There are plenty of FireFox plugins I use (primarily FireBug, but Chrome has good debugging tools and it's only a matter of time before someone builds an equivalent of FireBug for Chrome).

AdBlock Plus and NoScript give me not only less junk but block an awful lot of attack vectors. I feel kinda vulnerable without NoScript.

Oh, and a full linux-build, please. I've tested Chrome on Windows and am impressed, but as long as there's not linux build I can't use it. OSX people probably feel the same way.

2 comments

Agree. I have a alot of fun add-ons, but I need my AdBlock. The internet just looks funny with all those adds.
How hard is it to engineer scripts like that? Won't those come pretty quickly to Chrome?

The OS X battlefield will be interesting because Safari is so prominent. If Apple/Webkit decide they want to compete with Chrome, they're in an excellent position to do so - and they already have Javascript disabling, ad blocking, and GreaseMonkey support in Safari, not to mention a browser that's incredibly fast.

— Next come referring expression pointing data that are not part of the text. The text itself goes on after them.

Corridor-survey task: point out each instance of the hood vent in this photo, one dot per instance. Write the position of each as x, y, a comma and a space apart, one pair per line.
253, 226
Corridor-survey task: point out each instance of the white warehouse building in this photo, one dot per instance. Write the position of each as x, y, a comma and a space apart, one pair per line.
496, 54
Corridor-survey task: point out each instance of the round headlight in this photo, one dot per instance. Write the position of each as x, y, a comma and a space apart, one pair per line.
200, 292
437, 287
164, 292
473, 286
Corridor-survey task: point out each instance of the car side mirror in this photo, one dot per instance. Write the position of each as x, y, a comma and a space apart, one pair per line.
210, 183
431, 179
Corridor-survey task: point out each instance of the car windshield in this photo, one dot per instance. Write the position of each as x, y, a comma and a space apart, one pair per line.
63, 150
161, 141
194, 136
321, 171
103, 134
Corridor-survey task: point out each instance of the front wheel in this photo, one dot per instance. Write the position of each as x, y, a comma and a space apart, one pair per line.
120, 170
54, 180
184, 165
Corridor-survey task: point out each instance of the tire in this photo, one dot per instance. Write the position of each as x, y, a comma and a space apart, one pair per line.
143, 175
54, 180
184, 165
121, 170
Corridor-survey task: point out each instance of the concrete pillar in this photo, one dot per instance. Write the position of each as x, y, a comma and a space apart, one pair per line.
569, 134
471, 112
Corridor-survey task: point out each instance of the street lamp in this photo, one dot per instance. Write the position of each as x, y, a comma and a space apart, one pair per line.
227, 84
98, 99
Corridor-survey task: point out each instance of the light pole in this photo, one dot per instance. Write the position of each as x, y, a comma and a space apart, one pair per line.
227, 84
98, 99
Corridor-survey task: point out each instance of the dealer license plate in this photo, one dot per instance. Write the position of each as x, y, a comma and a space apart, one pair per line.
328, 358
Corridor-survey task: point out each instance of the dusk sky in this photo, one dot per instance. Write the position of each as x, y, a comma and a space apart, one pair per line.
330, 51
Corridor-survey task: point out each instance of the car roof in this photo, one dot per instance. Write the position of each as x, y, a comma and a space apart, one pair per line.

CreamMonkey support is provided by an Input Manager hack; they may go away in a future release of OS X and would need to be redone completely. A better alternative is to make a WebKit plugin with WebKit's API, see ClickToFlash.
I wasn't talking about CreamMonkey. I was talking about GreaseKit.
GreaseKit used to be CreamMonkey. Its still an Input Manager.
GlimmerBlocker is a nice ad-blocker for OS X that works across browsers. I'll let the website do the explaining: http://glimmerblocker.org/

IMHO, these guys need to do some more marketing.

That's the one I was talking about, yeah. On OS X ad blocking isn't such a big necessity since GlimmerBlocker does all of it no matter what browser.